Bombs - Page 173 Section 1.7a subsection XI

"_This does not apply when the recipient is Al"_


----------



## Don Fernando (Jan 1, 2000)

ahc4353 said:


> If "bomber" does not comply said "bomber" he/she and all gorillas that have knowledge of the "bomb" will face banishment from the jungle"


but if nobody knows the bomber, how can he be banned?


----------



## Secret Santa (Nov 30, 2003)

ahc4353 said:


> GOOD NEWS!!!
> 
> I was going through the CS Gorilla Handbook and found this:
> 
> ...


Sorry son, I call :BS Don't be making up no rules here on Club Stogie that don't exist or you'll be getting coal in your stocking. 
The rule on CS is to whit: "What goes around, comes around"

Nice hit -- sweet smokes, enjoy them. Seems as if the bomber thinks they are well deserved. :tu:ss


----------



## massphatness (Jan 4, 2008)

Secret Santa said:


> Sorry son, I call :BS Don't be making up no rules here on Club Stogie that don't exist or you'll be getting coal in your stocking.
> The rule on CS is to whit: "What goes around, comes around"
> 
> Nice hit -- sweet smokes, enjoy them. Seems as if the bomber thinks they are well deserved. :tu:ss


In other words, Al: STFU and practice what you preach.

Although I am enjoying this a wee bit ...


----------



## SilverFox (Feb 19, 2008)

massphatness said:


> In other words, Al: STFU and practice what you preach.
> 
> *Although I am enjoying this a wee bit* ...


:tpd::tpd::tpd:

And contrary to popular belief this is not my doing.


----------



## Conch Republican (Nov 21, 2007)

Al and STFU does not compute!! 

Way to go Al - I bet the neighbors are still helping you find bits of your a$$ that has been blown all over kingdom come!:mn:mn:mn:mn


----------



## gnukfu (Dec 19, 2007)

Mmmm great hit on a great Brother!!! When you sow kindess Al you will reap kindess in return! Al is going crazy right now trying to figure out who did it....I love it!


----------



## CBI_2 (Sep 28, 2007)

gnukfu said:


> Al is going crazy right now trying to figure out who did it....I love it!
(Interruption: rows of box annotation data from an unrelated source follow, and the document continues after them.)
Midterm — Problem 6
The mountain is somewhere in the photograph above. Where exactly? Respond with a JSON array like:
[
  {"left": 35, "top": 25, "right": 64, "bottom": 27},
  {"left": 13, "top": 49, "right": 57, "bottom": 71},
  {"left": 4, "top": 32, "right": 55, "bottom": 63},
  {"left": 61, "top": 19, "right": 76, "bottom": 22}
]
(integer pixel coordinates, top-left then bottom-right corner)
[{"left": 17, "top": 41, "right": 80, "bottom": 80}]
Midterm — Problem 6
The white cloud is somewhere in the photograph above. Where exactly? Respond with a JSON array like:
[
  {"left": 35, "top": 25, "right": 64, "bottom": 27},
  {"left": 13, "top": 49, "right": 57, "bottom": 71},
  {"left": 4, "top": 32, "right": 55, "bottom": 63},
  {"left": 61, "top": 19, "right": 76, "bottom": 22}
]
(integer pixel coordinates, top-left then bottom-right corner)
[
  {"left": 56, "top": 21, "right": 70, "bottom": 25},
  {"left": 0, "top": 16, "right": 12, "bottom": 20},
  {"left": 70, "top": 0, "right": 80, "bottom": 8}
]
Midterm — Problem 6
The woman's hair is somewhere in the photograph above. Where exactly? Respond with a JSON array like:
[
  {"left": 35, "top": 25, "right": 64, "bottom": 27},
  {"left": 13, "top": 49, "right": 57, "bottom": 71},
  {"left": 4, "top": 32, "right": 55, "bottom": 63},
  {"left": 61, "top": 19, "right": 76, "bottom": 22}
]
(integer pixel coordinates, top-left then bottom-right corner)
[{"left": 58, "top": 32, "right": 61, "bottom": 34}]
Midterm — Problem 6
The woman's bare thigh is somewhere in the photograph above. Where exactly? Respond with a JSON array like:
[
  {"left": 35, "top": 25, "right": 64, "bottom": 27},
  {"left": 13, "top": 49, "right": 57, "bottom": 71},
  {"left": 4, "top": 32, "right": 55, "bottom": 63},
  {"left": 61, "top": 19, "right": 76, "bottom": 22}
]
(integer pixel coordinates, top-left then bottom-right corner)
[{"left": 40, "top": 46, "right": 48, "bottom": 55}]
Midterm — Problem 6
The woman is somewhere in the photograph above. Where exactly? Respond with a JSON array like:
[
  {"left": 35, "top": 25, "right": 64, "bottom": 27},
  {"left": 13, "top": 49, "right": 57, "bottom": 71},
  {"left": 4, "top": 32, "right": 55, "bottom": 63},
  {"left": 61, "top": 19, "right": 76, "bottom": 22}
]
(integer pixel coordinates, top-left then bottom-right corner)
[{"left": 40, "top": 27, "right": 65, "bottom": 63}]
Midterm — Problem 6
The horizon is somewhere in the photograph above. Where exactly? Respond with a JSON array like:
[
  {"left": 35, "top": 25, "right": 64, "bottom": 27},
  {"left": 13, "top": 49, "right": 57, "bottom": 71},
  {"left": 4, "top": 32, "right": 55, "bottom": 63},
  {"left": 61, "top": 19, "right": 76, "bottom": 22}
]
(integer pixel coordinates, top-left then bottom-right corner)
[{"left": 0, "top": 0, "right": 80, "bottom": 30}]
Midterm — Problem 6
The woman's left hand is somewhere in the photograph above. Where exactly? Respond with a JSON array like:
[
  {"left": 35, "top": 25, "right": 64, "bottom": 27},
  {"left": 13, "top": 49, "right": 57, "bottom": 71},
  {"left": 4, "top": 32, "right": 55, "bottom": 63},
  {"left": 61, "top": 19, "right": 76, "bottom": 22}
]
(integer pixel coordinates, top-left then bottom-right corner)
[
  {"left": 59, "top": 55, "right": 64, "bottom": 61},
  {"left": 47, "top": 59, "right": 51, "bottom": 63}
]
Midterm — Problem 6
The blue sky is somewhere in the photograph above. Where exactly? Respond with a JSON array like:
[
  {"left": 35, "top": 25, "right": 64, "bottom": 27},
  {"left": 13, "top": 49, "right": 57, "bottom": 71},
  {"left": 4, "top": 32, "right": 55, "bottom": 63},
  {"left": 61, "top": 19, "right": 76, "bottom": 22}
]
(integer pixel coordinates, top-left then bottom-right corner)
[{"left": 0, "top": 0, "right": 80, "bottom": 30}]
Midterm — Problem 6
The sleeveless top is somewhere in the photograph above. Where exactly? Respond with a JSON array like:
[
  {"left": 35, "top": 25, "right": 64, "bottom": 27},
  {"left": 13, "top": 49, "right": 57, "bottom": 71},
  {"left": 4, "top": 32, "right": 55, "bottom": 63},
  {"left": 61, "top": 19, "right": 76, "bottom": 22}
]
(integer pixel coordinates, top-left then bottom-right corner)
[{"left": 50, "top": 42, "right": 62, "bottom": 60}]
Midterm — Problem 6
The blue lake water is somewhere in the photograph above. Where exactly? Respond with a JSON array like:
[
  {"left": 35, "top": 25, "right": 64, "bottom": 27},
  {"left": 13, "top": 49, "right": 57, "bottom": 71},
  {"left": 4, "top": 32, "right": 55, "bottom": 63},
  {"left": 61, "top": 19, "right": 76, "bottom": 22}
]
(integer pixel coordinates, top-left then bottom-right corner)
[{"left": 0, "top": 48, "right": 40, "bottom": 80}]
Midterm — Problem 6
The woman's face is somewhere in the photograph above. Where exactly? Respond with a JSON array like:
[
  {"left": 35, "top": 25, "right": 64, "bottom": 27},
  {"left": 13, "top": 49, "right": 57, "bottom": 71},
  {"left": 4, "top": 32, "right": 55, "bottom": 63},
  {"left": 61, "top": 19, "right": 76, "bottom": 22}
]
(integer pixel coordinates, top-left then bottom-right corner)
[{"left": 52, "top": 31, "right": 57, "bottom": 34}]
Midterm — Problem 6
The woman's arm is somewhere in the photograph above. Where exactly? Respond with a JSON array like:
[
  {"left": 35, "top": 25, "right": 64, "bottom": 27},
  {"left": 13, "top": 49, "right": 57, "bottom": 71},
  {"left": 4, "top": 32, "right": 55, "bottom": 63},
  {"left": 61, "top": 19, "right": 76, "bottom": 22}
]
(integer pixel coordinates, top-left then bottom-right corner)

:r The men in white coats with straight jackets will be coming for him if he doesn't find out soon.


----------



## rck70 (Mar 29, 2008)

Al bombed himself........just forgot....FOG!!!


----------



## zmancbr (Nov 20, 2007)

WOW....

those look tasty as hell... I can't wait till my box of them arrive today... :r

One hell of a hit!!! :tu


----------



## ca21455 (Jul 23, 2006)

You've been had! In the nicest way of course. Congrats and super hit!


----------



## Chiefs~Wifey (Jul 21, 2008)

Very nice hit. Enjoy Al.


----------



## Smoked (Apr 12, 2007)

Now that's a hit! I could be wrong but those look like they have some age on them as well. What's the date code on those.. if you don't mind me asking of course.


----------



## Volt (Jan 6, 2008)

YEA! Nice smack down on AL. Who the hell is Quai Dorsay?



ahc4353 said:


> Mailman arrives yesterday with a box from Swiss Post. Only one thing arrives at my house from Swiss Post and I have not ordered anything in a while. I got that pit in my stomach that I had been had, huge. Not till I opened the box did I realize just how bad I had been owned.
> 
> No note, no nothing.
> 
> ...


----------



## Bax (Sep 12, 2007)

Wow...just wow! That guy is the king of bombers! :tu


----------



## dwhitacre (Jan 2, 2008)

Man!!!

What can you say to that???!!!

Awesome hit!!!:tu


----------



## freakygar (Dec 13, 2007)

Smoked said:


> Now that's a hit! I could be wrong but those look like they have some age on them as well. What's the date code on those.. if you don't mind me asking of course.


Don't mind at all, 2001. And taste great! 



Volt said:


> YEA! Nice smack down on AL. *Who the hell is Quai Dorsay?*


And you're on a need to know bases. In this case you don't need to know.

But since you are a nice guy,

 http://en.wikipedia.org/wiki/Image:Quai_d'Orsay.jpg
Quai d'Orsay

 http://en.wikipedia.org/wiki/Image:Paris-quai-Orsay-p1010786.jpg
View of the Quai d'Orsay

_For the Cuban cigar brand, see Quai d'Orsay (cigar brand)._ The *Quai d'Orsay* is a _quai_ in the VIIe arrondissement of Paris, part of the left bank of the Seine, and the name of the street along it. The Quai becomes the Quai Anatole France east of the Palais Bourbon, and the Quai de Branly west of the Pont de l'Alma.
The French Ministry of Foreign Affairs is located on the Quai d'Orsay, and thus the ministry is often called the Quai d'Orsay by metonymy.
The Quai (rue de Bac) has historically played an important role in French art, as a location to which many artists came to paint along the banks of the river Seine.
The building of the Ministry of Foreign Affairs was being developed between 1844 and 1855 on Lacornée. The statues of the faced were created by the sculptor Henri Triqueti (1870).
:ss


----------



## freakygar (Dec 13, 2007)

rck70 said:


> Al bombed himself........just forgot....FOG!!!


Funny guy.

I have a lead on the bomber!

Will keep you posted.

I had one last night, OMG they are so good.

Did I say Thank You?


----------



## Old Sailor (Jul 27, 2006)

rck70 said:


> Al bombed himself........just forgot....FOG!!!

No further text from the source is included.